赤字路線への内部補助は
赤字額だけで判断すべきではない

 今後、内部補助をめぐり検討会の内外で展開されるJRと地方の対立が定期的に報じられるだろうが、内部補助を赤字の観点だけで語ると話がおかしくなることには注意が必要だ。

 JR東日本が10月27日に発表した「ご利用の少ない線区の経営情報(2024年度分)」によれば、災害などで長期運休した路線を除く輸送密度2000人/日未満の34路線63線区のうち、輸送密度が最小だったのは花輪線(荒屋新町~鹿角花輪間)の68人/日で、赤字額は約6.4億円だった。

 一方、赤字額が最大だったのは輸送密度1444人/日の羽越本線(村上~鶴岡間)で約55億円。続いて1261人/日の奥羽本線(東能代~大館間)の約34億円、1792人/日の常磐線(いわき~原ノ町間)の約33億円だった。

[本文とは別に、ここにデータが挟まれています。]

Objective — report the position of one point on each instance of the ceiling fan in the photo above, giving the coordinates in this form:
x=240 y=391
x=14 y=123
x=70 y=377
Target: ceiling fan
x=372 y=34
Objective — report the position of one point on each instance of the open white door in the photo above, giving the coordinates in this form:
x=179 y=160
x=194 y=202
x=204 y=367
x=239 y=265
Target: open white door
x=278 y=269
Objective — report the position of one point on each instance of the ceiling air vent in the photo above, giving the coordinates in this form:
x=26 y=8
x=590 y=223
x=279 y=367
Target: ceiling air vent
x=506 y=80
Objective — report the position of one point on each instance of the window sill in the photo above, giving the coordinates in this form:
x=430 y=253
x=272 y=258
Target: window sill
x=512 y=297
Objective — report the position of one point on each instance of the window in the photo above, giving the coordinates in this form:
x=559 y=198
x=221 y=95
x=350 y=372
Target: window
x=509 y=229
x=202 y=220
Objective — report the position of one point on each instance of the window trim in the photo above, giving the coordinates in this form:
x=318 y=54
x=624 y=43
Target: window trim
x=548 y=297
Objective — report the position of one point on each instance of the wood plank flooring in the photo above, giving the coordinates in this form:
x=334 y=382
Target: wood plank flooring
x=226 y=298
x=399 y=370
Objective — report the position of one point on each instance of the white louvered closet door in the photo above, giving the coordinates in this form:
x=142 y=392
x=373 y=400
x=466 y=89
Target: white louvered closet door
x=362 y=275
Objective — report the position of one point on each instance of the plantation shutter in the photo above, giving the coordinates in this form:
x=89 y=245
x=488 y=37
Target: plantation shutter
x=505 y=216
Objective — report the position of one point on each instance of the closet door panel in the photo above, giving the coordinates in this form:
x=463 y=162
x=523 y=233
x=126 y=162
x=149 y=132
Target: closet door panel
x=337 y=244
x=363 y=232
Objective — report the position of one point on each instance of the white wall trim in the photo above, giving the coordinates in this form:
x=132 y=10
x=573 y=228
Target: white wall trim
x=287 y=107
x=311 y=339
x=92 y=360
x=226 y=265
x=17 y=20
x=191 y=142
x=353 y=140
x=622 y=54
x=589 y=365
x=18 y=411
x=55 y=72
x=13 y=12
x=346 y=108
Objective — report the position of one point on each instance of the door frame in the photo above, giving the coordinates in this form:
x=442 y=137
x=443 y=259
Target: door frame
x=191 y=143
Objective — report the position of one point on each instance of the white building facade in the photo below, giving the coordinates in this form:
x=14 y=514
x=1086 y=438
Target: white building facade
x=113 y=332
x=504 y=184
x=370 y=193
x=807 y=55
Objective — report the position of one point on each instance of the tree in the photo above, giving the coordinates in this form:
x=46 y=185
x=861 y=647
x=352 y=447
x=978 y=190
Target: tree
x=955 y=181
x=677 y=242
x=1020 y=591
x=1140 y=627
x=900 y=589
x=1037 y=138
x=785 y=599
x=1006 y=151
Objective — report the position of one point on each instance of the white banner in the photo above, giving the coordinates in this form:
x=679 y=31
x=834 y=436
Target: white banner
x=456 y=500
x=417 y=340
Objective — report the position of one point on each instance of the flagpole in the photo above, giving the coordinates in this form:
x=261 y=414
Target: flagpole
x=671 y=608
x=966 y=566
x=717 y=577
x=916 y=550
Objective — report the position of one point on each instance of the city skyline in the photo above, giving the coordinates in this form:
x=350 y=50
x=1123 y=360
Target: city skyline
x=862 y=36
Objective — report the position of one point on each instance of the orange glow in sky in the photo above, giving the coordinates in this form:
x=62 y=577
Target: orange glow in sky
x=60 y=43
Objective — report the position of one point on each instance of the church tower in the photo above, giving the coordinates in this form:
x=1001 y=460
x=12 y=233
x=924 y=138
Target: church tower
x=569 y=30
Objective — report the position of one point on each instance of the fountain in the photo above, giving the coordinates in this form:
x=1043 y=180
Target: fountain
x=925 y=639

 これらは特急列車や貨物列車が走る重要線区だが、赤字額だけを問題視するのであれば、輸送規模が小さいため赤字額も少ない超閑散ローカル線より優先して廃止しなければならなくなる。これでは知事側の意見を引用するまでもなく、本末転倒である。

 また、輸送密度2000人/日以上の路線収支は公表されていないが、北関東や甲信越などの近郊ローカル線も多くが赤字だろう。これらの路線は、収支は赤字でもバスなど自動車交通では運びきれない輸送量があるため、鉄道として維持する必要がある。つまり赤字であるかどうかと、その額は、鉄道の存廃を決定する要素ではない。

 各地で法定または任意の協議会で、路線存廃の前提を置かない議論が始まっているが、JR側は共通して「赤字だから廃止しようというのではなく、鉄道としての特性を発揮できなくなっているから見直しが必要」であると強調している。

 これが建前を多分に含む主張であることは否定しないが、同時に本音であるのも事実だ。鉄道とは大量・高速交通機関であり、そのために重厚長大な設備を有している。半面、コストが高く、ルート設定の自由度が低いため、特定区間のまとまった輸送量がなければかえって非効率な輸送機関である。

 JR東日本はヒアリングにて「鉄道が役割を発揮できる地域においては、まちづくりとの相乗効果による地域活性化の可能性が大きい」が、「鉄道以外のモビリティと地域活性化施策の組み合わせにより、効果があげられる地域もあるのではないか」として、鉄道の役割を発揮できるか否かが重要な論点になると表明している。